En 1968 et 1969, c’est précisément du fait de ces vertus prophétiques et divinatoires qu’elle dessinait les 27 images du (Ta)Rot Pack, dont le titre était un jeu de mots avec une des façons qu’avait son amant d’orthographier son nom. Il illustrait, en autant de vignettes symboliques et métaphoriques, des moments de leur vie commune et amoureuse. Chaque carte énonce ses pouvoirs divinatoires ou fonctions : images de la vie du couple, faisant l’amour ou pas : « Innocence » pour une scène de cuisine, « Cette carte apporte du chagrin » pour une scène d’accrochage dans une galerie d’art, « Peur de la perte » alors qu’ils dorment… Les personnages sont représentés nus et, s’ils sont habillés, leurs sexes sont dessinés au-dessus de leurs vêtements.

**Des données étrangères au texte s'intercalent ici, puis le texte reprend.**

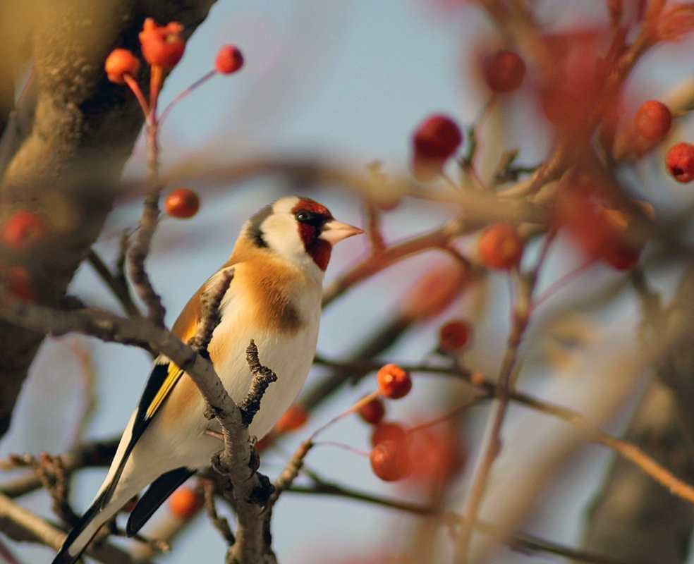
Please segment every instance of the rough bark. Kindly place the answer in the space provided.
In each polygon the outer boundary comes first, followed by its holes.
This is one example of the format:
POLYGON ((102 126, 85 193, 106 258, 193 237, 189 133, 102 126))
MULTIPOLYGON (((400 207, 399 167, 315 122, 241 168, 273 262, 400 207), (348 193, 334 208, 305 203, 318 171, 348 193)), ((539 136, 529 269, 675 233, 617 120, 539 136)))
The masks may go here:
MULTIPOLYGON (((118 178, 142 125, 132 94, 106 80, 106 55, 117 47, 138 52, 145 17, 180 21, 189 37, 213 3, 11 0, 0 8, 11 30, 0 45, 0 221, 27 209, 49 227, 30 252, 0 250, 0 265, 27 268, 40 302, 61 304, 119 195, 118 178), (14 104, 8 93, 28 61, 31 78, 14 104)), ((142 85, 148 78, 141 73, 142 85)), ((42 339, 0 324, 0 436, 42 339)))

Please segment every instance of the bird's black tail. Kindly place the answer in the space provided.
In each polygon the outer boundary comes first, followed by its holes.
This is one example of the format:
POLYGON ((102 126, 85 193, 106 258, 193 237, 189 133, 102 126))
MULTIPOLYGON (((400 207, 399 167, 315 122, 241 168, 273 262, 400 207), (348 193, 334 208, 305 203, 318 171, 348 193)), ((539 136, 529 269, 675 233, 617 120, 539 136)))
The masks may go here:
POLYGON ((94 500, 70 532, 51 564, 74 564, 77 562, 101 526, 121 508, 120 504, 114 503, 102 508, 104 498, 104 494, 102 494, 94 500))

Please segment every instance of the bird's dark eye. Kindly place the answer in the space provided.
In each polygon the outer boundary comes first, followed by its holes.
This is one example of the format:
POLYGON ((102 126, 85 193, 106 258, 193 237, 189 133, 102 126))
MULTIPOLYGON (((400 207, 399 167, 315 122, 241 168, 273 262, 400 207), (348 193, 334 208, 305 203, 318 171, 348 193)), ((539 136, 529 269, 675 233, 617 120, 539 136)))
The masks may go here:
POLYGON ((322 214, 309 212, 308 209, 300 209, 294 214, 294 217, 300 223, 308 223, 314 227, 320 227, 327 219, 322 214))

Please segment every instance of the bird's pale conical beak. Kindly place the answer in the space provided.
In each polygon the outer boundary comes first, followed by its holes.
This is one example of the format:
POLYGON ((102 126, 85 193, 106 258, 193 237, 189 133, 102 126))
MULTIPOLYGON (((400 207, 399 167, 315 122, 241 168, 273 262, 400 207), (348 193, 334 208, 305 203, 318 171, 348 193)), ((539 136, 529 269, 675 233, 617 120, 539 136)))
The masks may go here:
POLYGON ((355 227, 348 223, 343 223, 336 219, 331 219, 323 226, 319 238, 327 241, 331 245, 334 245, 343 239, 351 237, 353 235, 359 235, 363 233, 364 233, 364 230, 360 229, 358 227, 355 227))

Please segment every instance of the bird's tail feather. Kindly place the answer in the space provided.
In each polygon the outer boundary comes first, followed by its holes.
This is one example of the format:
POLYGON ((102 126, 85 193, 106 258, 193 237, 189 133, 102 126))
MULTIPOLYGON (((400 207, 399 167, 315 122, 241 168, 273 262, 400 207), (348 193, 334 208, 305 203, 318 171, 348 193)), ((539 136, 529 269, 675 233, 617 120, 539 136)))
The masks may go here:
POLYGON ((102 525, 116 515, 130 498, 118 495, 102 507, 105 496, 106 492, 102 492, 94 500, 70 532, 51 564, 73 564, 77 562, 102 525))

The Story of Bern (or) Showing Colors (1970) relate la censure que ses oeuvres subirent la même année à la Kunsthalle de Berne : Dorothy et Dieter sont systématiquement représentés nus, les autres protagonistes avec leurs sexes sur les vêtements. Harald Szeemann avait invité quatre artistes suisses, Karl Gertsner, Dieter Roth, Daniel Spoerri et André Thomkins, à exposer et à inviter, chacun, un artiste de son choix, rêvant de faire une exposition « dans laquelle il n’interviendrait pas4 ». L’ouvrage raconte les atermoiements du commissaire et des autres artistes pour convaincre Dorothy Iannone de cacher les parties génitales (ce qui fut fait sans son accord). Le lendemain du vernissage, Dieter Roth enleva ses oeuvres de l’exposition par soutien pour Dorothy Iannone, dont douze oeuvres avaient été décrochées. Harald Szeemann n’avait pas clairement pris position ni manifesté sa présence ce jour-là. L’épilogue de l’ouvrage raconte les échanges entre Iannone – Roth et les autres artistes ainsi que Szeemann. Il apparut que ce dernier avait laissé les artistes quitter l’exposition afin de ne pas compromettre le futur financement de l’institution, sans distinguer publiquement quels artistes avaient soutenu ou pas Dorothy (André Thomkins fut le seul). Finalement, Harald Szeemann démissionna et l’exposition, présentée à Düsseldorf, ne fut pas censurée.


2. Erich Fromm, The Art of Loving, Harper Colophon Books, 1962 (1956), p. 18.
3. Ibid, p. 110.
4. Dorothy Iannone, The Story of Bern…, p. 7.